Hurricane Lee is rewriting old rules of meteorology, leaving experts astonished at how rapidly it grew into a goliath Category 5 hurricane.
Lee — which just as quickly dropped to a still-dangerous Category 3 and held that strength Saturday — could still be a harbinger as ocean temperatures climb, spawning fast-growing major hurricanes that could threaten communities farther north and inland, experts say.
“Hurricanes are getting stronger at higher latitudes,” said Marshall Shepherd, director of the University of Georgia’s atmospheric sciences program and a past president of the American Meteorological Society. “If that trend continues, that brings into play places like Washington, D.C., New York and Boston.”
As the oceans warm, they act as jet fuel for hurricanes.
During the overnight hours Thursday, Lee shattered the standard for what meteorologists call rapid intensification — when a hurricane’s sustained winds increase by 35 mph (56 kph) in 24 hours.

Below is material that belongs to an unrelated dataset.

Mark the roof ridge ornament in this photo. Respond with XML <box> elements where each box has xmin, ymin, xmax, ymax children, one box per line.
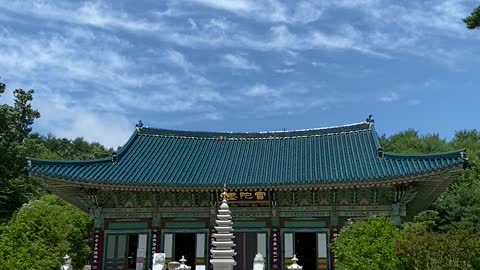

With super-warm ocean temperatures and low wind shear, “all the stars were aligned for it to intensify rapidly,” said Kerry Emanuel, professor emeritus of atmospheric science at the Massachusetts Institute of Technology.
Category 5 status, when sustained winds are at least 157 mph (253 kph), is quite rare. Only about 4.5% of named storms in the Atlantic Ocean have grown to a Category 5 in the past decade, said Brian McNoldy, a scientist and hurricane researcher at the University of Miami.
More intense major hurricanes also are threatening communities farther inland, because the monster storms can grow so powerful that they remain dangerous hurricanes for longer distances over land.
Although it’s too early to know how close Lee might come to the U.S. East Coast, New Englanders are keeping a wary eye on the storm. As it creeps closer, it could bring high seas and rip currents up and down the Eastern Seaboard.
On Saturday, large swells battered the northeast Caribbean as Lee churned through open waters hundreds of miles off the northern Leeward Islands.